This example shows how to create and compare classifiers that use specified misclassification costs in the Classification Learner app. Specify the misclassification costs before training, and use the accuracy and total misclassification cost results to compare the trained models.
In the MATLAB® Command Window, read the sample file
CreditRating_Historical.dat
into a table. The predictor
data consists of financial ratios and industry sector information for a list of
corporate customers. The response variable consists of credit ratings assigned
by a rating agency. Combine all the A
ratings into one
rating. Do the same for the B
and C
ratings, so that the response variable has three distinct ratings. Among the
three ratings, A
is considered the best and
C
the worst.
creditrating = readtable('CreditRating_Historical.dat'); Rating = categorical(creditrating.Rating); Rating = mergecats(Rating,{'AAA','AA','A'},'A'); Rating = mergecats(Rating,{'BBB','BB','B'},'B'); Rating = mergecats(Rating,{'CCC','CC','C'},'C'); creditrating.Rating = Rating;
Assume these are the costs associated with misclassifying the credit ratings of customers.
Customer Predicted Rating | ||||
A | B | C | ||
Customer True Rating | A | $0 | $100 | $200 |
B | $500 | $0 | $100 | |
C | $1000 | $500 | $0 |
For example, the cost of misclassifying a C
rating customer as an A
rating customer is $1000. The costs
indicate that classifying a customer with bad credit as a customer with good
credit is more costly than classifying a customer with good credit as a customer
with bad credit.
Create a matrix variable that contains the misclassification costs. Create another variable that specifies the class names and their order in the matrix variable.
ClassificationCosts = [0 100 200; 500 0 100; 1000 500 0]; ClassNames = categorical({'A','B','C'});
Tip
Alternatively, you can specify misclassification costs directly inside the Classification Learner app. See Specify Misclassification Costs for more information.
Open Classification Learner. Click the Apps tab, and then click the arrow at the right of the Apps section to open the apps gallery. In the Machine Learning and Deep Learning group, click Classification Learner.
On the Classification Learner tab, in the File section, select New Session > From Workspace.
In the New Session dialog box, select the table
creditrating
from the Data Set
Variable list.
As shown in the dialog box, the app selects the response and predictor
variables based on their data type. The default response variable is the
Rating
variable. The default validation option is
cross-validation, to protect against overfitting. For this example, do not
change the default settings.
To accept the default settings, click Start Session.
Specify the misclassification costs.
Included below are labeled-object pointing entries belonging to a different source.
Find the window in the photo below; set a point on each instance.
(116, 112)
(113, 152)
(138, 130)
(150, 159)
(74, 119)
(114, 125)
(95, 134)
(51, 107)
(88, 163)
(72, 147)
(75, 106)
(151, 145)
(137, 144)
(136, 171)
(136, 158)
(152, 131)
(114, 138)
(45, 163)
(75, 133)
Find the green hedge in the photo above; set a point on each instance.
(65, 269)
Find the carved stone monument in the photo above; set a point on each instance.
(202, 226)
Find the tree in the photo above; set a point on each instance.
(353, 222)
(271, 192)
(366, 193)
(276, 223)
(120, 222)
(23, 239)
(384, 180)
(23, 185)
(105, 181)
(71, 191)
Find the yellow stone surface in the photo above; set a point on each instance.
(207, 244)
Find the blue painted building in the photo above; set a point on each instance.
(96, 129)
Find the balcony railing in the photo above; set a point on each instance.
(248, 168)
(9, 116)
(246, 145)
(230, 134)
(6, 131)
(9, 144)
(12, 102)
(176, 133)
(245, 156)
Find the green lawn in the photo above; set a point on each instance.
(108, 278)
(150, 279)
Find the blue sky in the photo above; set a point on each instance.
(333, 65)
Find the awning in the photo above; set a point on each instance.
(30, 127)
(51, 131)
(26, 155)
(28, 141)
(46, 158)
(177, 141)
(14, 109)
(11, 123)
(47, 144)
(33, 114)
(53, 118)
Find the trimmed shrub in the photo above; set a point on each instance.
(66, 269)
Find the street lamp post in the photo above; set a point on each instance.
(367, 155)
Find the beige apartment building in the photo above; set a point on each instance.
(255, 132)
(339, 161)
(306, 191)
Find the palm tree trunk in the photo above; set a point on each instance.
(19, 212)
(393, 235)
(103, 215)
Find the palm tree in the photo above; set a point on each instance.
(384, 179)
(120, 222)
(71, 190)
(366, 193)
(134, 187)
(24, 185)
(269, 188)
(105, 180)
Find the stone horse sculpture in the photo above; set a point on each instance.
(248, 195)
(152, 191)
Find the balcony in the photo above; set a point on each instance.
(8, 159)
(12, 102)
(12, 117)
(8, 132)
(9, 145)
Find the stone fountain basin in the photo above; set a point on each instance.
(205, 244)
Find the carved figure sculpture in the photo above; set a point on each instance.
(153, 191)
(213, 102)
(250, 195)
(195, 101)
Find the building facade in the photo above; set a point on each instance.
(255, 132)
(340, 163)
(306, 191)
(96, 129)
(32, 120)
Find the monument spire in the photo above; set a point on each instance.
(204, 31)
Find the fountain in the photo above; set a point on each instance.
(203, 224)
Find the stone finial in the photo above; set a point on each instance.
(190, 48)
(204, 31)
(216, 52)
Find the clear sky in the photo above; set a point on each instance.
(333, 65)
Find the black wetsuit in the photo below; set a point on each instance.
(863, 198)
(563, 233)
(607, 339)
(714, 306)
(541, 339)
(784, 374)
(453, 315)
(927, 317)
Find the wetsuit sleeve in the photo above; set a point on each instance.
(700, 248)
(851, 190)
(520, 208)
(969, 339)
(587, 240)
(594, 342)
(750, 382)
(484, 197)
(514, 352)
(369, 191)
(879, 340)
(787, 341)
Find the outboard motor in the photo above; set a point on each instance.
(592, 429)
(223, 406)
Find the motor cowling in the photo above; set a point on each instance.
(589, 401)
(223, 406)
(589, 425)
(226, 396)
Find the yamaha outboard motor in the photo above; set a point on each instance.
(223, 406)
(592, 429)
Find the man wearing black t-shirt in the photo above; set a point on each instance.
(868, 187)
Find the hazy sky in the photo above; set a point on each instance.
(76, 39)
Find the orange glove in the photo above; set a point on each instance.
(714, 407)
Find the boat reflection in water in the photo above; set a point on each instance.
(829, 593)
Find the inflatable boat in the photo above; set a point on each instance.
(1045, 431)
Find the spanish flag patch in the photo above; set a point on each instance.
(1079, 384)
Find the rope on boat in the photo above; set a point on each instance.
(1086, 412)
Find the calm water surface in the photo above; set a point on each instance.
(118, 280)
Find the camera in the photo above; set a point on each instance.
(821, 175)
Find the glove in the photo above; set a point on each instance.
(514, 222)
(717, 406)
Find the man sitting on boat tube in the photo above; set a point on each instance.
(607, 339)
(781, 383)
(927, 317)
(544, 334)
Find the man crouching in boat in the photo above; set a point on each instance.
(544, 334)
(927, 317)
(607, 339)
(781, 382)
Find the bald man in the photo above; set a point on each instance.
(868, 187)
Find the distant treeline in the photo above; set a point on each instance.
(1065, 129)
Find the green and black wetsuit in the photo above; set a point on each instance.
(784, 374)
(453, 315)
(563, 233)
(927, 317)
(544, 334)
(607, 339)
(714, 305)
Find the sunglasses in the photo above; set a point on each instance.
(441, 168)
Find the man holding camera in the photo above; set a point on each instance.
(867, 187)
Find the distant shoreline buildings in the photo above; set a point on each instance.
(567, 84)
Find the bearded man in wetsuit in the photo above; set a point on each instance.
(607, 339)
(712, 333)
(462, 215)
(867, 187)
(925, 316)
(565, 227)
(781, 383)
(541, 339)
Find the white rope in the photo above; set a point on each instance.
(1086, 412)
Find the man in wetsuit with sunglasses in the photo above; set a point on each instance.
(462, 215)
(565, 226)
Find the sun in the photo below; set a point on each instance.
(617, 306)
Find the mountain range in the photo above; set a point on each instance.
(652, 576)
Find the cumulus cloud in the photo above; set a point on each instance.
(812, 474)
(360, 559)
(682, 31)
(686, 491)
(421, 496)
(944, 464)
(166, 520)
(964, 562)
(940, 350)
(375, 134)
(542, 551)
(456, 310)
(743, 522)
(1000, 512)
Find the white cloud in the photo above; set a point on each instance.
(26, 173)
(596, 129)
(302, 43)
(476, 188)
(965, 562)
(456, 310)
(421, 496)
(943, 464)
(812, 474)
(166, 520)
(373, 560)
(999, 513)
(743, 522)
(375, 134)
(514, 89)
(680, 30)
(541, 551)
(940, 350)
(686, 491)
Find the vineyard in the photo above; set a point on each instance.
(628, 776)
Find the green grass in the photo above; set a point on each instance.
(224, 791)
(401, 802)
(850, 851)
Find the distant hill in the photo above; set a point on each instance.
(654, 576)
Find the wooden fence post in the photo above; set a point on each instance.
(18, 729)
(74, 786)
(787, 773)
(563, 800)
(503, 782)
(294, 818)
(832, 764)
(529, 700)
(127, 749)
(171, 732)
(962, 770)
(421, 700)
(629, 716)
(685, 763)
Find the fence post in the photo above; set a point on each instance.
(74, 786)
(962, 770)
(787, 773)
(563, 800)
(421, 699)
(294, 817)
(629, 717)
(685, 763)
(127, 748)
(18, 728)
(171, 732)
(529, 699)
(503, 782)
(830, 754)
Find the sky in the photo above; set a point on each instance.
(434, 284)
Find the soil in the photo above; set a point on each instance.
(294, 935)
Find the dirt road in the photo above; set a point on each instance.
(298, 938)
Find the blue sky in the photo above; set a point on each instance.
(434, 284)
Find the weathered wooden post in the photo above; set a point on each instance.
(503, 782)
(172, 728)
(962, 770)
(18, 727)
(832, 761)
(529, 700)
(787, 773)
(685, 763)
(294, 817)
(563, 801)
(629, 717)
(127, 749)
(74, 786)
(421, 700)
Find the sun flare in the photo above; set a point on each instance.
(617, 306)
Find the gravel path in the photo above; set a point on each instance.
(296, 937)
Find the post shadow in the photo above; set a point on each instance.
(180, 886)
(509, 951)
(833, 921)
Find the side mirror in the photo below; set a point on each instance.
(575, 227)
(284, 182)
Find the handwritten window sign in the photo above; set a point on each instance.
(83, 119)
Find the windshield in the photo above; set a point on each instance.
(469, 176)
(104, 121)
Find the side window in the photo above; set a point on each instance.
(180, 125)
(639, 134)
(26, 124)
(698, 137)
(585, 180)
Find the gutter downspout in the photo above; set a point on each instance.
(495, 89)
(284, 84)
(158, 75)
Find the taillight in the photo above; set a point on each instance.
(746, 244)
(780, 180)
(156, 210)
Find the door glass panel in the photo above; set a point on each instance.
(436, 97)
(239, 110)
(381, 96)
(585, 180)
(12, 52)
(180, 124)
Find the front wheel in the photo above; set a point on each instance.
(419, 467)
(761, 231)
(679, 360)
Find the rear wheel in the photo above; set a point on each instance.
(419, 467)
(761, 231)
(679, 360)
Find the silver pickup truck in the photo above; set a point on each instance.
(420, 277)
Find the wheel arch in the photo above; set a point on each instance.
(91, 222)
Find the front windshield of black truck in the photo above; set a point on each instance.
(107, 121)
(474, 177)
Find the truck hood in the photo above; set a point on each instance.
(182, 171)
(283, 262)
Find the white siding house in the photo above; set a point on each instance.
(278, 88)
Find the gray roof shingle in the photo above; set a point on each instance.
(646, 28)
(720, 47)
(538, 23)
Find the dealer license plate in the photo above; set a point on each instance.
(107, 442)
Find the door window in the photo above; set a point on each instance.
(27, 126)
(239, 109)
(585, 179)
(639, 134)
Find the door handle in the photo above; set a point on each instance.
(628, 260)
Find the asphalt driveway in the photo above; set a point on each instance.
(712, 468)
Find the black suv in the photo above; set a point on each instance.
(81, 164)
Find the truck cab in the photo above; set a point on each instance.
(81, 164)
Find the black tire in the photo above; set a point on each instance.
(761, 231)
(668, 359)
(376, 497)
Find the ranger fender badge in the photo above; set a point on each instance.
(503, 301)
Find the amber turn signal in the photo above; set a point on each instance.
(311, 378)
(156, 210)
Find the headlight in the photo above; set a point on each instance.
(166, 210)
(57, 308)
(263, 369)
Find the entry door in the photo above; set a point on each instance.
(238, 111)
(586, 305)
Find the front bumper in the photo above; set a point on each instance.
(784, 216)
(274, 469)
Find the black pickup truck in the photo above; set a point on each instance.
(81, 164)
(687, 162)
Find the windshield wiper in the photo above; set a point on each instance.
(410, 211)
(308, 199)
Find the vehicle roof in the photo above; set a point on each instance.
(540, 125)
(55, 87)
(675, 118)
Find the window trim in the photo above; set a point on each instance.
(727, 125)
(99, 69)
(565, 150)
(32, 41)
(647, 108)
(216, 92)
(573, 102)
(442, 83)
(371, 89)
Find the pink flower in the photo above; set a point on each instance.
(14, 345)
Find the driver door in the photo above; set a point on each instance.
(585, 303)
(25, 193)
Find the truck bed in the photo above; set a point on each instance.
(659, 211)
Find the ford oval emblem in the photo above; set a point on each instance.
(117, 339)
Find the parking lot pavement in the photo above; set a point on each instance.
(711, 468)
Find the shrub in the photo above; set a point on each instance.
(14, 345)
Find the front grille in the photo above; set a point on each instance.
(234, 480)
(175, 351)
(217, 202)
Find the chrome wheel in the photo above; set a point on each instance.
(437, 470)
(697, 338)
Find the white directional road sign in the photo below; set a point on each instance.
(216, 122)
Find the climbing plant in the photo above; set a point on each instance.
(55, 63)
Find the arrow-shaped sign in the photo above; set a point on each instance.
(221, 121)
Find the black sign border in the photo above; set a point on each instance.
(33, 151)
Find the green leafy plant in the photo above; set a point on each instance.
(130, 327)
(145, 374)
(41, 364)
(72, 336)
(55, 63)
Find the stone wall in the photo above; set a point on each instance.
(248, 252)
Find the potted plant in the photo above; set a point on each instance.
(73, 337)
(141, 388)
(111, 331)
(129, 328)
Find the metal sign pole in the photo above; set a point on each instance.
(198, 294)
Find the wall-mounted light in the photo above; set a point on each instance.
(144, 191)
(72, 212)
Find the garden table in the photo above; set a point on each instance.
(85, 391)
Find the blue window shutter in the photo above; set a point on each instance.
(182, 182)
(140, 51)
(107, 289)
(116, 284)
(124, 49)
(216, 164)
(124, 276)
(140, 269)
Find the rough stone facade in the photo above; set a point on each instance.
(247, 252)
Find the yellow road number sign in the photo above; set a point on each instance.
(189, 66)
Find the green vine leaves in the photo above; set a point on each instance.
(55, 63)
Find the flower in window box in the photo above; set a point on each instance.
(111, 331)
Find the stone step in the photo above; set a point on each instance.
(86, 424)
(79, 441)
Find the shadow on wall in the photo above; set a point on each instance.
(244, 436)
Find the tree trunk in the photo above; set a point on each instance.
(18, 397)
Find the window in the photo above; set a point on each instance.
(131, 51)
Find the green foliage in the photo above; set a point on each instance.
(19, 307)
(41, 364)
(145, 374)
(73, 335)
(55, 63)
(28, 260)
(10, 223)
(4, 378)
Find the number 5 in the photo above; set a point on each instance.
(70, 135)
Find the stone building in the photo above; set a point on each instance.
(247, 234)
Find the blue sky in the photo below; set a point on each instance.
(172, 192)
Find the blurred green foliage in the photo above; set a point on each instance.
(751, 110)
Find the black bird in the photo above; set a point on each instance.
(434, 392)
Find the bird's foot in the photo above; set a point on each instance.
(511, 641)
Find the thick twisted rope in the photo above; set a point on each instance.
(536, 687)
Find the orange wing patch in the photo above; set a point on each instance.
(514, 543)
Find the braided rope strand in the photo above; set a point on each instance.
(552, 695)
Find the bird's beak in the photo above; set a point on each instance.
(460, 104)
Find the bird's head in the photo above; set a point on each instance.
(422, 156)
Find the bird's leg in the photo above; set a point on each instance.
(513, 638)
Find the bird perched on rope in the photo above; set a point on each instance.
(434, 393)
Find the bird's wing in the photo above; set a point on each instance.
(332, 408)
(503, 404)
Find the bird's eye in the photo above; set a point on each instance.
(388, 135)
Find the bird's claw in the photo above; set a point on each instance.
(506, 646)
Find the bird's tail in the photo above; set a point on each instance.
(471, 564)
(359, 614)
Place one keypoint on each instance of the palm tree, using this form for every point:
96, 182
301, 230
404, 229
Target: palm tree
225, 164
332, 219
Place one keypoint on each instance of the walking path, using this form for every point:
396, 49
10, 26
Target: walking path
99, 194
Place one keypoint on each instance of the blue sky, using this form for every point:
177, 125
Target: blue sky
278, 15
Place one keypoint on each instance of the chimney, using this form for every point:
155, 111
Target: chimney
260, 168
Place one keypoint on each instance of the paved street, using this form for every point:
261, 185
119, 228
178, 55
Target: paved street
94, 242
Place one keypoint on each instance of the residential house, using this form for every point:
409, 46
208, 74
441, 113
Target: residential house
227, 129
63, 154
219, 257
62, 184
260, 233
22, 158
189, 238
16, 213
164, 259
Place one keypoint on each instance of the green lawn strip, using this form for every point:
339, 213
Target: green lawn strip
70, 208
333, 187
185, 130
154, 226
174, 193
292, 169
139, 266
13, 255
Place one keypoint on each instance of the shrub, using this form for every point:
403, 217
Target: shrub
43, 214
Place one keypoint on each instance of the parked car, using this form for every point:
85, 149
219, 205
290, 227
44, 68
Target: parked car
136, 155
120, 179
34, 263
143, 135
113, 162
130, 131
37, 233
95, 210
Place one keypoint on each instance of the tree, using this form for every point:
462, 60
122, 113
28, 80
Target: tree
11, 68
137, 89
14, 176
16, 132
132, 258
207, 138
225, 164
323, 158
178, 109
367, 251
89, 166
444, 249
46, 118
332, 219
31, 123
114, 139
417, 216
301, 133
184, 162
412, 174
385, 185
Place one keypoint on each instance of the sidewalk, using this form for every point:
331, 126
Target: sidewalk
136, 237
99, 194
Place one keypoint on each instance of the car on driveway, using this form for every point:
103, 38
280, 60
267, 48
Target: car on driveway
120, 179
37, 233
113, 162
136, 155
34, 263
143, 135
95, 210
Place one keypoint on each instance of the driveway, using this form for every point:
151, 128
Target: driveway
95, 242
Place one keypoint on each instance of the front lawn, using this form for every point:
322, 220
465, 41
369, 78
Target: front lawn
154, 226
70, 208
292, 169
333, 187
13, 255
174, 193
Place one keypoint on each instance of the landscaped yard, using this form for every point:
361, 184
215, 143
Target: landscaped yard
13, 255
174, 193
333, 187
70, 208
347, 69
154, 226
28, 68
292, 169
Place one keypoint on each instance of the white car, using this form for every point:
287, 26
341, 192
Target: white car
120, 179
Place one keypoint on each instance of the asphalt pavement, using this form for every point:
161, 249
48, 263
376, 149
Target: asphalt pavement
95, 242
On the Classification Learner tab, in the Options section, click Misclassification Costs. The app opens a dialog box showing the default misclassification costs.
In the dialog box, click Import from Workspace.
In the import dialog box, select
ClassificationCosts
as the cost variable and
ClassNames
as the class order in the cost
variable. Click Import.
The app updates the values in the misclassification costs dialog box. Click OK to save your changes.
Train fine, medium, and coarse trees simultaneously. On the Classification Learner tab, in the Model Type section, click the arrow to open the gallery. In the Decision Trees group, click All Trees. In the Training section, click Train. The app trains one of each tree model type and displays the models in the History list.
Tip
If you have Parallel Computing Toolbox™, the Opening Pool dialog box opens the first time you click Train (or when you click Train again after an extended period of time). The dialog box remains open while the app opens a parallel pool of workers. During this time, you cannot interact with the software. After the pool opens, you can train multiple classifiers simultaneously and continue working.
Note
Validation introduces some randomness into the results. Your model validation results can vary from the results shown in this example.
In the History list, click a model to view the results, which are displayed in the Current Model pane. Each model has a validation Accuracy score that indicates the percentage of correctly predicted responses. In the History list, the app highlights the highest Accuracy score by outlining it in a box.
Inspect the accuracy of the predictions in each class. On the Classification Learner tab, in the Plots section, click Confusion Matrix. The app displays a matrix of true class and predicted class results for the selected model (in this case, for the medium tree).
You can also plot results per predicted class to investigate false discovery rates. Under Plot, select the Positive Predictive Values (PPV) False Discovery Rates (FDR) option.
In the confusion matrix for the medium tree, the entries below the diagonal have small percentage values. These values indicate that the model tries to avoid assigning a credit rating that is higher than the true rating for a customer.
Compare the total misclassification costs of the tree models. To inspect the total misclassification cost of a model, select the model in the History list, and then view the Results section of the Current Model pane. For example, the medium tree has these results.
In general, choose a model that has high accuracy and low total misclassification cost. In this example, the medium tree has the highest validation accuracy value and the lowest total misclassification cost of the three models.
You can perform feature selection and transformation or tune your model just as you do in the workflow without misclassification costs. However, always check the total misclassification cost of your model when assessing its performance. For differences in the exported model and exported code when you use misclassification costs, see Misclassification Costs in Exported Model and Generated Code.